Em 12 de dezembro a Igreja celebra, na América Latina, a festa de Nossa Senhora de Guadalupe. A Mãe de Deus apareceu no cerro de Tepeyac (atualmente encravado na cidade de México) ao índio João Diego, recentemente canonizado, e deixou como penhor do seu amor pelo Novo Continente o milagre que até hoje é admirado no Santuário de Guadalupe: a bela figura da Santíssima Virgem estampada no manto do vidente. Ao considerar as maravilhas e prodígios envoltos nessa aparição, Dr. Plinio deita confiante olhar no glorioso futuro que a Providência reserva ao povo latino-americano.
No século XVI, Nossa Senhora apareceu em Tepeyac, no México, ao índio João Diego.
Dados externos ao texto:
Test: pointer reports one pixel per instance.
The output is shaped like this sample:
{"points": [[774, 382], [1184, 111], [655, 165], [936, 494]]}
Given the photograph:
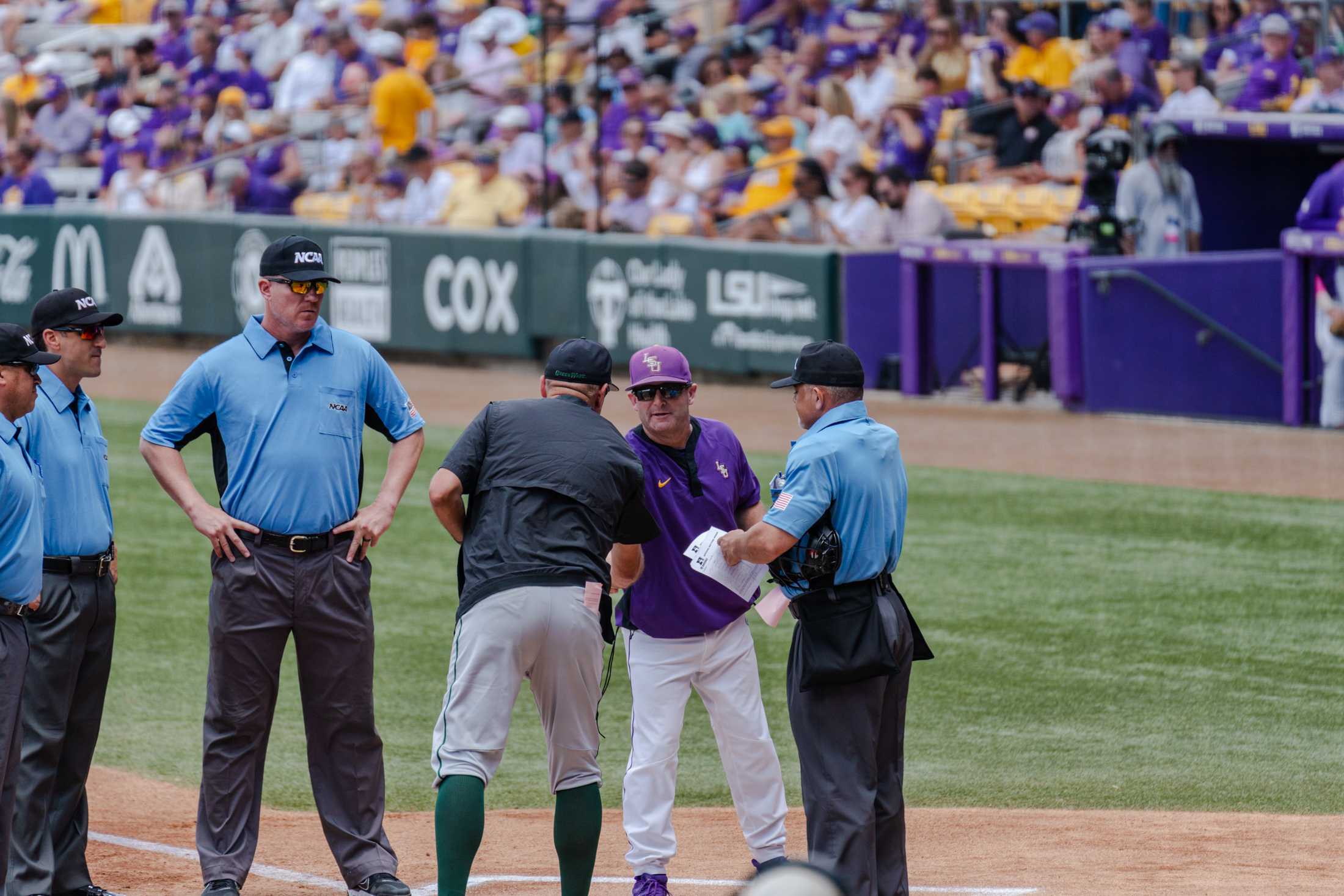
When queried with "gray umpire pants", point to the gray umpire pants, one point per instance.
{"points": [[69, 661], [254, 605], [14, 668], [851, 754]]}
A Virgem o tratou com bondade e ternura especiais, como não se percebe em outras aparições d’Ela, mesmo nas de Fátima onde Maria Santíssima entretanto se manifesta tão solícita e misericordiosa.
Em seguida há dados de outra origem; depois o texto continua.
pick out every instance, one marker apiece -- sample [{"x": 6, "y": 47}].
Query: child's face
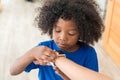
[{"x": 66, "y": 35}]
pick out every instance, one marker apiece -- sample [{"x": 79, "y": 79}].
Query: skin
[
  {"x": 66, "y": 36},
  {"x": 77, "y": 72}
]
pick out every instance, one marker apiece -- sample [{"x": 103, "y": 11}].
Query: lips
[{"x": 62, "y": 45}]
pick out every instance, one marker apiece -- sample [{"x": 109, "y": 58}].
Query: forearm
[
  {"x": 77, "y": 72},
  {"x": 21, "y": 63}
]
A “menina dos olhos” de Nossa Senhora
A liberdade desse indígena para com a Mãe de Deus era tão grande que, em vez de chamá-la, por exemplo, “minha Rainha”, dizia-Lhe “minha Filhinha”. Hábito realmente contrário ao protocolo, mas aceito com tanta benevolência por Nossa Senhora que, séculos depois, a partir dos avanços da tecnologia, constatar-se-ia numa fotografia da imagem que a figura do índio se acha impressa na pupila dos olhos da Virgem. O objeto daquele singular carinho de Maria estava assim imortalizado.
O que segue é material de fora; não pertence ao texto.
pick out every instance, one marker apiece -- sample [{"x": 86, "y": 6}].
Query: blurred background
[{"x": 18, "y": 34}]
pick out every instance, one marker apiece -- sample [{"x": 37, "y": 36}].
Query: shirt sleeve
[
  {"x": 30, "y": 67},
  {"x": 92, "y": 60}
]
Como se sabe, em português, quando se diz de alguém ser “a menina dos meus olhos”, significa estar ele no ponto mais sensível e central de minha atenção e consideração, de meu afeto. Ora, esse simbolismo realizou-se, ao pé da letra, na visão de Nossa Senhora de Guadalupe.
As aparições de Nossa Senhora de Guadalupe
Em 9 de dezembro de 1531, João Diego estava nos arredores da colina Tepeyac, perto da atual Cidade do México, quando, de súbito, ouviu uma música suave e melodiosa que, pouco a pouco, foi se extinguindo. Nesse momento escutou uma lindíssima voz que, no seu idioma nativo, o chamava pelo nome. Era Nossa Senhora de Guadalupe.
Depois de cumprimentá-lo com muito carinho e afeto, Ela lhe dirigiu estas palavras cheias de bondade: “Porque sou verdadeiramente vossa Mãe compassiva, desejo muito que construam aqui para mim um templo, para nele Eu mostrar e dar todo o meu amor, minha compaixão, meu auxílio e minha salvação a ti, a todos os outros moradores desta terra e aos demais que me amam, me invoquem e em mim confiem. Neste lugar quero ouvir seus lamentos, remediar todas as suas misérias, sofrimentos e dores.”
Em seguida, Nossa Senhora pediu a João Diego que fosse ao Palácio do Bispo do México, e lhe comunicasse que Ela o enviava e solicitava a construção do templo.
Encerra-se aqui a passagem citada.